Unexpected Hindrances
By Amanda Hudson

A statement jumped out as I was reading a reflection on a Bible passage last week.

“The crowd signifies fellow believers who walk with Christ and yet sometimes hinder our progress in the spiritual life. We must strive, like the blind man, to overcome their discouragement ...”

Our fellow believers — the people we pray with at church, work with at parish fundraisers and mingle with in parish groups — are people just like everybody else. They get distracted, overworked, sick, bored, irritated or outright angry, and experience all the other emotions of life, positive and negative.

They go spiritually dry sometimes, are flooded with over-enthusiasm other times and may become enamored with particular faith practices overmuch to the neglect of other, maybe even more important, faith traditions.

We’re all in the same church “boat,” and sometimes we trip over each other, tromp one another’s toes or eat someone else’s fish. Given human nature and normal levels of klutziness, I suspect those out-of-sync times happen more often than the everyone-rows-together times. Nature seems to flow in the path of least resistance, and schlepping through parish life is easier than deliberate, step-by-step, straight-line movement together toward Jesus.

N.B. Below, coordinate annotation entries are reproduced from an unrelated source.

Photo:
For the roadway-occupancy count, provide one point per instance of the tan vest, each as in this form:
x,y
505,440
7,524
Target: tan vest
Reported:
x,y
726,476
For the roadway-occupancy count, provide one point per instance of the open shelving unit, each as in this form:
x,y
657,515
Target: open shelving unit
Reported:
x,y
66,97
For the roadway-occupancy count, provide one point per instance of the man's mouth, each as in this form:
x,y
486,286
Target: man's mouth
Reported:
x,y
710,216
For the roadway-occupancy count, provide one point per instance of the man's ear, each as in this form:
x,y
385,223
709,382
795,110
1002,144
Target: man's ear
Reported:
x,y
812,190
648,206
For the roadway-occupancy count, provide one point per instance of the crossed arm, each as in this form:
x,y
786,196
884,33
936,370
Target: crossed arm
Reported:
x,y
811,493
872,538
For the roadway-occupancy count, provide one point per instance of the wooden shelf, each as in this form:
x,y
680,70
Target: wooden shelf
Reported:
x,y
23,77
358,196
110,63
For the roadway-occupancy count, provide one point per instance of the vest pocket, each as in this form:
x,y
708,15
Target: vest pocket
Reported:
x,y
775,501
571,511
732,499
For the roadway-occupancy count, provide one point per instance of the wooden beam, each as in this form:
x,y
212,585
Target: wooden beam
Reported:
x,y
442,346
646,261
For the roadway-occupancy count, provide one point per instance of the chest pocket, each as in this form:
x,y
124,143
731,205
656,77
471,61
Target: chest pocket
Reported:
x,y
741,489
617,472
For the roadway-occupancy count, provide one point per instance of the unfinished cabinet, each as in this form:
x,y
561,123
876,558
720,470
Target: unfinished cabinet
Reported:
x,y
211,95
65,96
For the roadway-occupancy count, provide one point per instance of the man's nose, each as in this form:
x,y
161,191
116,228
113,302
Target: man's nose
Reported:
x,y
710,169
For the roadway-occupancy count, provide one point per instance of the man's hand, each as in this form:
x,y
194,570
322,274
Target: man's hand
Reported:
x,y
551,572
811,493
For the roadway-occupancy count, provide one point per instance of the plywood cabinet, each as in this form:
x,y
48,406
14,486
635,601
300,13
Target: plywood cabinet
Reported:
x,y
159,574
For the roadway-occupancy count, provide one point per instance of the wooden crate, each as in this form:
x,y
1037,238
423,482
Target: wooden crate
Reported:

And so, we do, indeed, find ourselves needing to strive to overcome the discouragement of our crowds of fellow believers who perhaps are not as careful as they could be as they charge into church and forget to hold the door for us. Or maybe they don’t care like we do about saying the prayers correctly.

Some may be so distracting during Mass that we are tempted to move to the other side of the church.

That potential for discouragement is only greater when someone we once admired and who seemed, to us, to have their spiritual selves together is the one who messes up. Their perhaps-unique and momentary lack of good judgment may well cause everyone around them to wonder if their entire example of faith was fake. Some may cause an actual scandal and become a reason for great discouragement.

The only two people who have stolen money from me, for example, were fellow Catholics. One, I believe, thought our little faith community owed him something, and my cash was handy to swipe as he headed out on his way elsewhere. The other apparently just got greedy and absconded with money from several church members.

We expect such behaviors from people who don’t know the Lord, from seedy-looking strangers, or from persons whose younger years were filled with all-bad examples — not from those who sit in our church pews. But, weakness happens. The devil pounces. And some folks give in to temptation, and those cases can cause the rest of us to feel disappointed and discouraged.

Like the blind man in the Gospel, we each have to go to Jesus and deal with him directly, and not expect the faith of others to carry us through. We can’t sit on our laurels, figuring we’ll be swept along to heaven without any effort on our part to give our hearts and lives to God.

We certainly can, and must, help each other. But good people are still people. Our Savior is God. He’s the one we rely on completely, even as we learn from one another about ourselves and about Him.

We also must take His gifts and graces and use them well, without allowing our fellow sojourners to unduly steer our decisions. A great many saints had to butt heads with fellow churchgoers in order to do God’s will when the others preferred to go the easy, the usual, or the flashy route.

When the blind man heard that Jesus was near, he drew on what he had heard from his friends and his community to make his decision to cry out to Jesus. He did so even though those same others tried to hush him, tried to discourage him from seeking Christ.

Like the blind man, we can learn about Jesus from each other. But let’s also remember his clear focus on Christ ... in spite of those who tried to discourage him.